Non-disclosure agreements are the agreements signed by the plaintiff where they sign a contract stating that they will not disclose any information about the case, including the settlement details. 

Make sure to contact a personal injury attorney Boston to get the best legal advice. 

Why should you have an NDA in personal injury settlements?

  1. Different people have different perspectives on getting an NDA in personal injury settlements. For starters, the injured plaintiff will want to keep the medical treatment they take away from the public records. Once an NDA is signed, the public cannot access the details of their medical treatment. 
  2. The defender who is at fault and has committed the crime will happily agree to have an NDA since it saves them from a legal battle and protects their reputation. A settlement will be significant if the defendant’s party is clearly guilty, and here an NDA becomes a necessity more than anything. 
  3. An insurance company of the defendant settles most personal injury cases. The insurance company has various ongoing cases simultaneously, and without an NDA, the trial details become public knowledge. It is commonly believed that everyone knowing about the details wouldn’t benefit the insurance company as the number of cases will increase along with the amount for settlement asked. This problem becomes even more significant when the case is publicized, as is generally the case in such high-profile cases. Such cases have plaintiffs who get a multi-million dollar amount paid as a settlement, leading to many other cases popping up. 

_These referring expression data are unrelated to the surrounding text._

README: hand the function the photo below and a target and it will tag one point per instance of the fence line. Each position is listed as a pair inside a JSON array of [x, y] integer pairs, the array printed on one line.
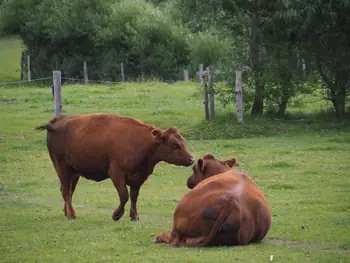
[[91, 80], [23, 81]]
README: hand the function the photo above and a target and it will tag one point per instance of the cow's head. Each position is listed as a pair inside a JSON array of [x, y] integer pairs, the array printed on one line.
[[172, 147], [208, 166]]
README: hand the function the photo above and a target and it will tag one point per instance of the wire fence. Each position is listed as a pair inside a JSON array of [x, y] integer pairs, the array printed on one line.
[[23, 81]]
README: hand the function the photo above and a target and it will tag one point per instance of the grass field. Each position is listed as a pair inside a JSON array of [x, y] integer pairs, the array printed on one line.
[[302, 169]]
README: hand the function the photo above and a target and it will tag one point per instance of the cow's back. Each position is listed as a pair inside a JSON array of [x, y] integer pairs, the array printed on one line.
[[212, 193], [89, 142]]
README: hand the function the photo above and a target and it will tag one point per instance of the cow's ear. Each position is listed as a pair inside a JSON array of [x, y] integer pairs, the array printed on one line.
[[200, 164], [209, 156], [172, 130], [231, 162], [158, 135]]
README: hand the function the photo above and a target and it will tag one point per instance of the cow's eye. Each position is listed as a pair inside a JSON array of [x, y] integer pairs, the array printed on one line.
[[176, 146]]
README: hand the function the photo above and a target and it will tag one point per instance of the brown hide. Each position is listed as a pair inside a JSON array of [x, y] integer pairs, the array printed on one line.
[[225, 207], [101, 146]]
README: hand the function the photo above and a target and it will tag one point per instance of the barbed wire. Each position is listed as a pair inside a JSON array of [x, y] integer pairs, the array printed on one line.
[[23, 81]]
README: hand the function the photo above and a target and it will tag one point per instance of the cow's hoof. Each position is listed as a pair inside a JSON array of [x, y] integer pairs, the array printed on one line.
[[156, 240], [117, 216], [135, 219]]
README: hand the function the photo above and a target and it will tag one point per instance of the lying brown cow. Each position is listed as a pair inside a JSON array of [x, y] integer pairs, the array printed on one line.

What should an NDA look like?

  1. A professionally made NDA will mention that the terms of the settlement have to be strictly followed by both the parties, and only the plaintiff will be allowed to disclose the details to the people who are legally bound to know, like his attorney, accountant, spouse, and some other people. 
  2. An NDA will also mention that a breach in the contract will mean that the party who breaks the terms will have to give a particular amount of money called “liquidated damages” to the other party. In some cases, the plaintiff would have to pay the entire settlement amount back to the defendant. Basically, a hefty penalty is paid by the party who breaches the contract. 
  3. Sometimes in a high-profile case, there will be a script given to either of the parties to recite when asked some inevitable questions on how the case was solved. This is done to avoid arguments about whether the party has disclosed the details of the case and whether it is a violation of the clauses of the settlement or not. A script makes sure that both parties are safe.